Q: When did Vietnam get its first unicorn?
A: VNG became Vietnam's first unicorn in March 2019, after a Temasek-led Series B. The path was unusually long. VNG had been building since 2004.
Q: What sectors do Vietnam's unicorns operate in?
A: Fintech accounts for four of the six. Gaming accounts for two (VNG and Sky Mavis, though VNG is now broader). E-commerce accounts for one (Tiki). The fintech concentration reflects Vietnam's payment infrastructure gap during the 2015 to 2022 period.
Q: Will Vietnam have more unicorns by 2030?
A: The Vietnamese government has set a target of three to four more by 2030. The most likely sectors for the next wave are lending and insurance, healthcare digitization, enterprise software, and agricultural supply chain. The payments wedge that drove the first wave is closing.
Q: How much capital has flowed into Vietnam's startup ecosystem?
A: Roughly 3.2 billion dollars in cumulative funding as of 2026, distributed across more than 5,500 startups. Most of the funding concentrates in the top fifty companies, with the unicorns accounting for a significant share of cumulative dollars raised. See our companion piece on venture capital vietnam for the deal-count and ticket-size dynamics behind these flows.

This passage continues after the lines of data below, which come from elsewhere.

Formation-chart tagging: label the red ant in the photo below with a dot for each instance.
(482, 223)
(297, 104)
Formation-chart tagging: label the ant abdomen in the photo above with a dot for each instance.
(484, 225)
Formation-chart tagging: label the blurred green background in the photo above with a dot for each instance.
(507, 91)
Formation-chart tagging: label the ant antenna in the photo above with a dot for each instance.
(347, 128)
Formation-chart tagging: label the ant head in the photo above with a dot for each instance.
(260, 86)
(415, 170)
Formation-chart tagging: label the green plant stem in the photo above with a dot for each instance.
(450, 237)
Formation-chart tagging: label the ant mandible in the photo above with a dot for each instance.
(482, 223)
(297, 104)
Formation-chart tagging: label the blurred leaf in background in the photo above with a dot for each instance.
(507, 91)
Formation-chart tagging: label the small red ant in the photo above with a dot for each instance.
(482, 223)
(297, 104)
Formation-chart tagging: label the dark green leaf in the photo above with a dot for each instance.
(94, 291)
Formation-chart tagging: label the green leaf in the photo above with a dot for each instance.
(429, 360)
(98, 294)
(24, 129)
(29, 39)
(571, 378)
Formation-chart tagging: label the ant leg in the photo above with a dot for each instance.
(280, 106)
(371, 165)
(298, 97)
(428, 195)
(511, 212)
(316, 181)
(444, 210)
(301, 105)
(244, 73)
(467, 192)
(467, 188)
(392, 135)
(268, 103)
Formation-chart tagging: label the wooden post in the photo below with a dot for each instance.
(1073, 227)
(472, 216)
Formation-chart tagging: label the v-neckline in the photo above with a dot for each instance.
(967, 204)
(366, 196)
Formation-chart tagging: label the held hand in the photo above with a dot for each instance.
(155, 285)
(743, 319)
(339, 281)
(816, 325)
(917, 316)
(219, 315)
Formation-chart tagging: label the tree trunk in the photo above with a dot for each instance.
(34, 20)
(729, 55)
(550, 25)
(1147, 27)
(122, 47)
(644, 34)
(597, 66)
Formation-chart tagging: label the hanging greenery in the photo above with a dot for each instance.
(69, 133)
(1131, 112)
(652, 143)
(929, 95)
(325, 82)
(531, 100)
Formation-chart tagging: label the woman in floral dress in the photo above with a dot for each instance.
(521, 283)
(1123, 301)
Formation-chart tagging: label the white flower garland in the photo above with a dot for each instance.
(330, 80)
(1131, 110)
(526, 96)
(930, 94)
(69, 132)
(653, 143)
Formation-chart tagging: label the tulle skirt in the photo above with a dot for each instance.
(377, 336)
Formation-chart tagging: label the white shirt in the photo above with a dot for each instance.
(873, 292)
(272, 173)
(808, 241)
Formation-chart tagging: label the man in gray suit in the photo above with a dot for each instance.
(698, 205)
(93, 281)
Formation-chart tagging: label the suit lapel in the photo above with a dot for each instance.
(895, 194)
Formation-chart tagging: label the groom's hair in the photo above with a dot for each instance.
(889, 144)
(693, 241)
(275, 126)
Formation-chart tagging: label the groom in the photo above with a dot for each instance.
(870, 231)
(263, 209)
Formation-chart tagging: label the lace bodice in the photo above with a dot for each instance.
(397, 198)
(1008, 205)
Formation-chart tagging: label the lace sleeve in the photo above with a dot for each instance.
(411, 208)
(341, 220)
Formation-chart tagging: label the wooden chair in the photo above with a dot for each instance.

Q: Why are so many Vietnamese unicorns in fintech?
A: Vietnam reached one hundred million people with rising consumer spending while still being heavily cash-dependent. Mobile phone penetration outpaced bank account penetration. That structural gap let any company solving for payments capture national scale. Four of six unicorns are direct or indirect beneficiaries of that gap.
Q: How does Vietnam compare to other Southeast Asian unicorn counts?
A: Indonesia and Singapore have more unicorns by count. Indonesia's are concentrated in e-commerce and ride-hailing. Singapore's are more diversified, including B2B and deep tech. Thailand and the Philippines have fewer unicorns than Vietnam. Vietnam's mix is unusual for its fintech concentration, which reflects the local market structure rather than a global pattern. The vietnam market opportunity remains underexplored relative to the regional peers with higher unicorn counts.